Module on active offer in french
Speaking a common language has a major impact on the quality of health care. Communication gaps between healthcare providers and patients can result in diagnostic errors, an inability to provide informed consent, and inappropriate treatment, hence the importance of proactively encouraging patients to express themselves in the official language of their choice.

For the past 20 years, Professor Isabelle Giroux, a dietitian at the School of Nutrition Sciences, Faculty of Health Sciences, has been interested in the active offer of healthcare services in Francophone minority-language settings. 

Active offer does not simply mean greeting patients with “Bonjour/Hello”: it also involves adopting a holistic approach, such as recording their preferred official language in their health records and providing them with documents and follow-up services in their language of choice, among other forms of assistance.

Giroux has noted significant shortcomings in the training of future social and healthcare providers in this regard. In addition to providing synchronous simulations, the researcher and her interprofessional team have created, in partnership with CAN-Sim, a dozen virtual training modules that have sparked interest from several universities, colleges and healthcare institutions across Canada. Other modules designed for Francophone and Anglophone learners are currently in the works.

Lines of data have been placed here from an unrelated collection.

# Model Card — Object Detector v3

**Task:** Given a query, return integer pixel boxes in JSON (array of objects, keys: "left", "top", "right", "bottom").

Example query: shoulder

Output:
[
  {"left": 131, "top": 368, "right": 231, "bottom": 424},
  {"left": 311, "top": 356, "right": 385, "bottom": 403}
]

“I realized that we needed to fill in the gaps through education and research to develop the skills to actively provide services in French, effectively cooperate within healthcare teams, and support vulnerable members of minority-language communities,” says Giroux, whose research is funded by the Institut du Savoir Montfort and who co-leads the Groupe de recherche sur la formation et les pratiques en santé et service social en contexte francophone minoritaire (GReFoPS) at the University of Ottawa.

Isabelle Giroux
This training aims to contribute to improving the quality, safety and equity of services provided to Francophones in minority language settings.

Isabelle Giroux

— Professor in the School of Nutrition Sciences

Scenarios grounded in reality

Each learning module uses scenarios that are based on actual cases, such as that of a unilingual Francophone man who signs an English consent form for a medical procedure without fully understanding the risks, or a newcomer to Canada from a Francophone nation in Africa who presents with stomach pain at a healthcare clinic for the first time. These modules explore a variety of practical situations in a range of settings, including emergency rooms, pediatric wards and mental health clinics, to prepare students to actively offer services in both official languages in different circumstances.

This training, which is offered to students in a dozen health science, medical and social science programs, aims to “contribute to improving the quality, safety and equity of services provided to Francophones in minority language settings,” explains Giroux. 

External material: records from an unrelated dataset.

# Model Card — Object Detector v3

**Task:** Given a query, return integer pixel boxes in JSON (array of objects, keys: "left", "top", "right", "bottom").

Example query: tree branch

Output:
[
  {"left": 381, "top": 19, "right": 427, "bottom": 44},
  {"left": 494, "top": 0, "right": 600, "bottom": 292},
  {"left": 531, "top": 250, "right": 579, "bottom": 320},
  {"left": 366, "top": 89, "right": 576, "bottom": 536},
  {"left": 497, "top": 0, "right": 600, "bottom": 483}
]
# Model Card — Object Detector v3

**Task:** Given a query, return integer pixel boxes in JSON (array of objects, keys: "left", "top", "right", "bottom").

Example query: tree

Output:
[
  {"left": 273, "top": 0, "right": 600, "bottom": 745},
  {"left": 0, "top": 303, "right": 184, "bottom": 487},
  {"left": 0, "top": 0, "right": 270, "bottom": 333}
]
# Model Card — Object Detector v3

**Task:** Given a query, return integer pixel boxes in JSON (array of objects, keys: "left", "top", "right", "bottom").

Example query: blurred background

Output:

Banner of the module on active offer of french in mental health services

Benefits in professional settings

The training is already bearing fruit: Canadian colleges and universities are using these modules to prepare their health science students, and healthcare institutions are now using them to train their professional teams. The benefits are being felt well beyond the classroom.

Olivia Smith, a recent graduate of the School of Nursing at the University of Ottawa, is among some 840 students who have completed training on the active offer of services in interprofessional settings since 2023. She notes the benefits of this approach in her day-to-day work as a nurse at The Ottawa Hospital. Over half the patients in her specialized surgical unit are Francophone, and a quarter of them do not understand English. Up until very recently, the healthcare instructions these individuals received upon leaving the hospital were strictly in English.

“I started noticing that some patients would return to the hospital with complications, such as infections or open wounds, and I wondered whether they had really understood their care instructions,” Smith notes. She then decided to partner with a clinical educator to have these healthcare instructions translated into French. Today, she is proud to offer such instructions to patients in the official language of their choice.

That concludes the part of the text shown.